13 April 2010


This thing looks about as cheaply made as an Ed Wood film (and supposedly it was shot just as fast: six days), and features the most preposterous *twist* of fate in film history, yet it remains weirdly memorable sixty-six years later. Why? Because this is an S&M film, and perversion is timeless.

In Detour, Tom Neal’s Al is the masochist, a lounge piano player with Carnegie Hall ambitions, a man of exceptional self-pity, born to frown and whine and pout over the continual kicks ‘fate’ will send his way.

Hitchhiking from New York to California to see his girlfriend, Al gets a ride with a self-aggrandizing gambler, who has a heart attack and then falls out of the car and hits his head on a conveniently placed rock. Life’s whipping boy Al assumes he’ll be charged with murder, so he hides the body, then rides off in the dead man’s car.

At an Arizona gas station, lucky Al spots a female hitchhiker, Vera (played by the appropriately named Ann Savage). There’s something about Vera:

She was young - not more than 24. Man, she looked like she had been thrown off the crummiest freight train in the world! Yet in spite of that, I got the impression of beauty, not the beauty of a movie actress, mind you, or the beauty you dream about with your wife, but a natural beauty, a beauty that's almost homely, because it's so real.
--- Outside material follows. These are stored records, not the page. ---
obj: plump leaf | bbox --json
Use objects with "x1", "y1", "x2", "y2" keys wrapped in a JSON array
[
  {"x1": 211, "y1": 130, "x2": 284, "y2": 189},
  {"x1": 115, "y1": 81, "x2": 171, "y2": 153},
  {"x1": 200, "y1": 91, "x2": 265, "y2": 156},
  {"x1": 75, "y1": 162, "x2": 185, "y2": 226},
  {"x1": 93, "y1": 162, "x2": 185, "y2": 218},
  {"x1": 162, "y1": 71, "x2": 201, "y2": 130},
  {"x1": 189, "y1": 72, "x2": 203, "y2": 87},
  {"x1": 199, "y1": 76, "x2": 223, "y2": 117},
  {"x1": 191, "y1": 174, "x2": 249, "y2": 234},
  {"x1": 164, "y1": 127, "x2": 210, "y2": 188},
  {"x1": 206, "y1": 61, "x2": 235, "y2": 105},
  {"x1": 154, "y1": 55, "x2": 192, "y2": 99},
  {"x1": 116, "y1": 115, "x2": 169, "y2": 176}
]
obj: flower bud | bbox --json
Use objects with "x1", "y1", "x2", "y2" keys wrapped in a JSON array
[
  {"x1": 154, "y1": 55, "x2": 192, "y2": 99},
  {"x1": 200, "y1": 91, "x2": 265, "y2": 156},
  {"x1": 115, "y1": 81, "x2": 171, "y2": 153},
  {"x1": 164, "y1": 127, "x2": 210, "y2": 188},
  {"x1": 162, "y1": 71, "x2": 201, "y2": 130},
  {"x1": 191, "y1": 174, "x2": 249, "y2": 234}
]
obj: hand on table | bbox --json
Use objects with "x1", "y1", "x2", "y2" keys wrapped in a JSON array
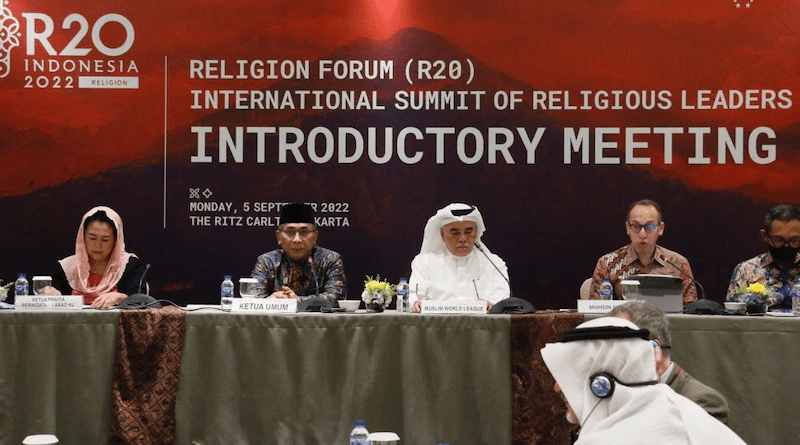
[
  {"x1": 269, "y1": 286, "x2": 301, "y2": 302},
  {"x1": 92, "y1": 292, "x2": 127, "y2": 309}
]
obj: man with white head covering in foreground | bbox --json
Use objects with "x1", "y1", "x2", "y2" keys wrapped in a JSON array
[
  {"x1": 540, "y1": 317, "x2": 747, "y2": 445},
  {"x1": 408, "y1": 203, "x2": 510, "y2": 312}
]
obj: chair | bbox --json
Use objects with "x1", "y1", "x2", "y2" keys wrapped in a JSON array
[{"x1": 579, "y1": 278, "x2": 592, "y2": 300}]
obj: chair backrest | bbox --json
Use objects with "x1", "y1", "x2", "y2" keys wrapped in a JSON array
[{"x1": 579, "y1": 278, "x2": 592, "y2": 300}]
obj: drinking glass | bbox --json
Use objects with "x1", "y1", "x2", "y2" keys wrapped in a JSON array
[
  {"x1": 32, "y1": 276, "x2": 52, "y2": 295},
  {"x1": 239, "y1": 278, "x2": 257, "y2": 298},
  {"x1": 620, "y1": 280, "x2": 640, "y2": 300}
]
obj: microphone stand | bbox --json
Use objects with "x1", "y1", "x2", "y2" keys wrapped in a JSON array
[
  {"x1": 308, "y1": 256, "x2": 320, "y2": 300},
  {"x1": 660, "y1": 254, "x2": 705, "y2": 300},
  {"x1": 474, "y1": 241, "x2": 512, "y2": 298},
  {"x1": 138, "y1": 263, "x2": 152, "y2": 295}
]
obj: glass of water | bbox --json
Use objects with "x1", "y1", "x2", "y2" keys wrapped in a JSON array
[
  {"x1": 239, "y1": 278, "x2": 257, "y2": 298},
  {"x1": 620, "y1": 280, "x2": 640, "y2": 300},
  {"x1": 32, "y1": 276, "x2": 53, "y2": 295}
]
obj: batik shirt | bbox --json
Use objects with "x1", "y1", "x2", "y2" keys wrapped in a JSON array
[
  {"x1": 251, "y1": 246, "x2": 346, "y2": 301},
  {"x1": 726, "y1": 252, "x2": 800, "y2": 309},
  {"x1": 590, "y1": 245, "x2": 698, "y2": 303}
]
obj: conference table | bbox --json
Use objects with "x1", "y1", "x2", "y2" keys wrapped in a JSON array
[{"x1": 0, "y1": 308, "x2": 798, "y2": 445}]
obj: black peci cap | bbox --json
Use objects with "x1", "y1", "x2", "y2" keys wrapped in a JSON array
[{"x1": 280, "y1": 203, "x2": 315, "y2": 225}]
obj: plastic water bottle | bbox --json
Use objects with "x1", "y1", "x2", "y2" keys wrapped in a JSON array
[
  {"x1": 220, "y1": 275, "x2": 234, "y2": 311},
  {"x1": 599, "y1": 278, "x2": 613, "y2": 300},
  {"x1": 349, "y1": 419, "x2": 370, "y2": 445},
  {"x1": 15, "y1": 273, "x2": 29, "y2": 297},
  {"x1": 396, "y1": 278, "x2": 409, "y2": 312},
  {"x1": 791, "y1": 280, "x2": 800, "y2": 316}
]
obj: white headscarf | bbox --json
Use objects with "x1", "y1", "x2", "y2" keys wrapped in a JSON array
[
  {"x1": 541, "y1": 317, "x2": 747, "y2": 445},
  {"x1": 418, "y1": 203, "x2": 489, "y2": 255}
]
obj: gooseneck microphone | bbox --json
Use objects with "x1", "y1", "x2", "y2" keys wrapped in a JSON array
[
  {"x1": 659, "y1": 254, "x2": 705, "y2": 300},
  {"x1": 118, "y1": 263, "x2": 161, "y2": 309},
  {"x1": 138, "y1": 263, "x2": 152, "y2": 295},
  {"x1": 474, "y1": 241, "x2": 512, "y2": 298},
  {"x1": 308, "y1": 256, "x2": 320, "y2": 299}
]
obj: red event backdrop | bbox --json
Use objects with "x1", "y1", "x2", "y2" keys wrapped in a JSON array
[{"x1": 0, "y1": 0, "x2": 797, "y2": 308}]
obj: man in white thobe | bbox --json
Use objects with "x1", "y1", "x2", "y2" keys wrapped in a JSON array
[
  {"x1": 408, "y1": 203, "x2": 510, "y2": 312},
  {"x1": 541, "y1": 316, "x2": 747, "y2": 445}
]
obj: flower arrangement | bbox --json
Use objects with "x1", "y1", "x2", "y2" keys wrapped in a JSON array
[
  {"x1": 0, "y1": 279, "x2": 12, "y2": 302},
  {"x1": 361, "y1": 275, "x2": 396, "y2": 312},
  {"x1": 734, "y1": 282, "x2": 782, "y2": 308}
]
That’s Al’s description of Vera. The key line: not the beauty of a movie actress, mind you, or the beauty you dream about with your wife. Ha. That’s 1940s speak for the kind of dirty girl you don’t marry, but pick up, finger and then throw in the gutter. But our boy Al is no match for Vera, a snarling sadist the like of which has never been seen on the screen before or since. As it turns out, she knows about Al and the gambler, and quickly has Al under her greasy thumb, and friend, Al doesn’t really protest too much, or try too hard to get away from her.

Ann Savage’s Vera is the wildest, most over-the-top femme fatale in all of Film Noir. She’s got dirty hair and a dirtier mouth and an even dirtier mind. And it’s all very tempting to our boy Al. If you watch this thing and break the 1940s code, you can almost hear Al begging for Vera to piss on him. . .

A cheap, absurd little film, barely an hour long, yet a grimy masterpiece of human baseness. Lit up by Ann Savage’s crazy star turn, it will shine forever in the B-movie firmament.